Emily was a seer of the subtle, yet she lived so simply. She spent her entire life on her family's land in Amherst, a property that in her time held nearly 20 acres of meadow, orchard, and birdsong in every direction. Her brother Austin and her best friend (and speculated lover) Susan Gilbert lived next door. She stayed mostly close to home. She loved to bake for friends and neighbors. She tended her garden and inner world with equal presence.
Emily was deeply spiritual, yet she resisted the strict revivalism sweeping through Amherst during her youth. While the people around her were making public declarations of salvation, Emily subtly refused. She wrote in a letter, “I am standing alone in rebellion; and by this uprising, I shall be saved.” Her spirituality was private and experiential, woven into her daily life and her poetry, not something she broadcast in public displays.
On my pilgrimage, I toured the Emily Dickinson Homestead - the home where she lived, wrote, and dreamed.
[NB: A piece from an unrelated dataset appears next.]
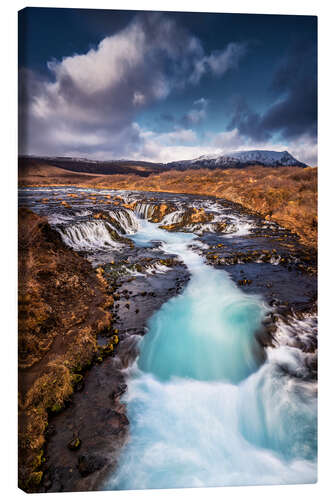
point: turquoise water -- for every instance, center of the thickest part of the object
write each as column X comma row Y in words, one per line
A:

I found her bedroom to be the most luminous space in the house, sunlight pouring in from every direction - her small writing desk placed directly before the window.
Emily’s bedroom
The guide shared that as Emily grew older, she became less physically present in certain social circles, not because she was withdrawing from life - she still saw the people she wanted to see! She simply had less tolerance for superficial small talk.
The guide felt biographers misrepresent her when they call her a recluse. Emily did see people. She spent time with those she loved. She simply had little interest in surface appearances, and perhaps less patience for puzzled looks from those who couldn't comprehend her way of being.
One of my favorite poems she wrote:
I'm Nobody! Who are you?
Are you – Nobody – too?
Then there's a pair of us!
Don't tell! they'd advertise – you know!
How dreary – to be – Somebody
How public – like a Frog –
To tell one's name – the livelong June –
To an admiring Bog!
Emily’s home
What inspires me most about Emily is the way she lived in relationship to her art, her inner life, and her loved ones. She tended both the profound and the ordinary with equal reverence. It wasn't an either/or existence. She didn't have to turn her back on her relationships to dwell in the depths, nor did she abandon her depths to show up for those she loved.
Only a handful of her poems were published in her lifetime - and most were edited so heavily they barely resembled her voice. The rest she kept tucked away in small, hand-sewn fascicles: bundles of folded paper she stitched together herself, storing nearly 1,800 poems in drawers, boxes, and hidden corners of her room.
After her death, her sister Lavinia discovered these packets and committed to bringing them into the world. Much later, scholars restored Emily's original punctuation, capitalization, and expressive dashes, allowing her true voice to finally shine through.
In these archives, we see that Emily wrote about fame with prophetic clarity:
“Fame is a bee.
It has a song—
It has a sting—
Ah, too, it has a wing.”
Emily's home held by an autumnal dreamdate
Emily's didn't seek fame; she sought truth. She lived a profoundly rooted life while tending an inner cosmos so vast it would take the world more than a century to catch up.
During this pilgrimage, something in Emily's way of living awakened a kind of permission in me - a reminder that a simple life can be a deeply fulfilling one. One that is both ordinary and mystical, family-centered and creatively alive. A life where depth doesn't depend on display, and meaning doesn't require a spotlight to be real.
We each carry worlds inside us - worlds that don't need to be public to be true, worlds that shape our days in ways we may never fully understand.
These worlds don't become more real through a critical and praising audience. They are real because we live in them, with them, and through them - and tending them is its own form of artistry and courageous inner communion.
Wherever these words find you today, may you honor where you are, and let the spirit of your soul sing in whatever form feels truest - whether whispered, shouted, shared, or held close to your heart.
And if you're feeling lost or unsure, perhaps a small pilgrimage of your own - across a river, across town, or simply across the threshold of your own bedroom - might help reawaken what's been waiting to be felt.